Keputusan merger tiga bank syariah milik pemerintah menjadi Bank Syariah Indonesia (BSI) di tengah pandemi Covid-19 bisa berdampak positif dengan catatan bisa memanfaatkan keunggulan komparatif yaitu dampak pandemi yang lebih ringan dibandingkan negara lain.

Bank Syariah Indonesia merupakan gabungan dari tiga bank syariah BUMN, yakni Bank BRI Syariah, Bank Mandiri Syariah dan Bank BNI Syariah.

Ekonom Institute for Development Economics and Finance (Indef) Imam Sugema mengatakan kondisi ini menjadi kesempatan bagi perbankan Indonesia mengambil posisi lebih baik saat negara-negara lain, yang juga ingin menjadi hub keuangan seperti Singapura dan Malaysia, mengalami tekanan finansial lebih berat.

“Perbankan Indonesia bisa positioning untuk take off. Sembari melakukan berbagai penyesuaian untuk membuat bank lebih kuat di Indonesia kemudian go global saat pandemi usai,” ujar Imam saat diskusi virtual, Selasa.
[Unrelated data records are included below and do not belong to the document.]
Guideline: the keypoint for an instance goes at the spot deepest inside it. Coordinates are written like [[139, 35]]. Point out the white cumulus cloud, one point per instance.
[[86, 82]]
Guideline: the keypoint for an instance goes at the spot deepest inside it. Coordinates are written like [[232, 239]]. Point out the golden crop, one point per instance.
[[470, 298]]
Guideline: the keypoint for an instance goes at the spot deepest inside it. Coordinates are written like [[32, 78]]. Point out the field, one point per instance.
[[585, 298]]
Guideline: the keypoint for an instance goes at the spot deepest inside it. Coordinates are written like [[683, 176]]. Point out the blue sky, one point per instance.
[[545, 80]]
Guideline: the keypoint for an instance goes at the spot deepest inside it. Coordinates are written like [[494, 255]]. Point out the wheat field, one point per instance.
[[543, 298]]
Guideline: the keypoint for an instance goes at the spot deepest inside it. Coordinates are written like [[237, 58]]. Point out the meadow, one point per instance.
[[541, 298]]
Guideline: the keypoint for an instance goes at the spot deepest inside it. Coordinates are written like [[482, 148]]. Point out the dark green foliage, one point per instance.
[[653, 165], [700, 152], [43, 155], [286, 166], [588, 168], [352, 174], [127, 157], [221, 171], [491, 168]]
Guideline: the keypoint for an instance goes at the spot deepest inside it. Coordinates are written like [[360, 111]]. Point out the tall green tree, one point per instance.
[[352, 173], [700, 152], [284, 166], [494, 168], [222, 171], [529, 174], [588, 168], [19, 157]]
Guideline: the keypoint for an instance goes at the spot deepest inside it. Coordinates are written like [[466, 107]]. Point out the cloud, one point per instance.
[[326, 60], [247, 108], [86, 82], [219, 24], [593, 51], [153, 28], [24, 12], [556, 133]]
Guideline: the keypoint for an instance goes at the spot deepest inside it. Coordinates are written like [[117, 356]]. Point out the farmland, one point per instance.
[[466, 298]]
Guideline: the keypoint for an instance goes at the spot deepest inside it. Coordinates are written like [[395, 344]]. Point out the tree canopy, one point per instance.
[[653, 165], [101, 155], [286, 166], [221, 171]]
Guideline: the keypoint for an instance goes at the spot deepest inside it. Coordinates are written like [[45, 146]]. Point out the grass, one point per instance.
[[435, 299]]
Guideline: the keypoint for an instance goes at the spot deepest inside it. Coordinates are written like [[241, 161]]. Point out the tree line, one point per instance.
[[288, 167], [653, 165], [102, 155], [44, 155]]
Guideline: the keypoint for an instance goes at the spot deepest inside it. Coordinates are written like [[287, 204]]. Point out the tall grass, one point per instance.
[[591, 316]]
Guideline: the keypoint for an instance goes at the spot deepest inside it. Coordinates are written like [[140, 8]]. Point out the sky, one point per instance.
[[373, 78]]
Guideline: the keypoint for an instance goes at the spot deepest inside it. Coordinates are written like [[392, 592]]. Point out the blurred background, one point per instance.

Sebagai perbandingan dampak pandemi, Indonesia mengalami kontraksi ekonomi 2,07 persen pada 2020, lebih rendah dibandingkan Malaysia yang berkontraksi 5,6 persen dan Singapura yang turun 5,4 persen.

“Kalau kita ambil sisi positifnya, turning point karena pandemi ini terjadi di hampir semua negara dan jauh lebih berat. Jadi timbul kesempatan bagi Indonesia,” ujar dia.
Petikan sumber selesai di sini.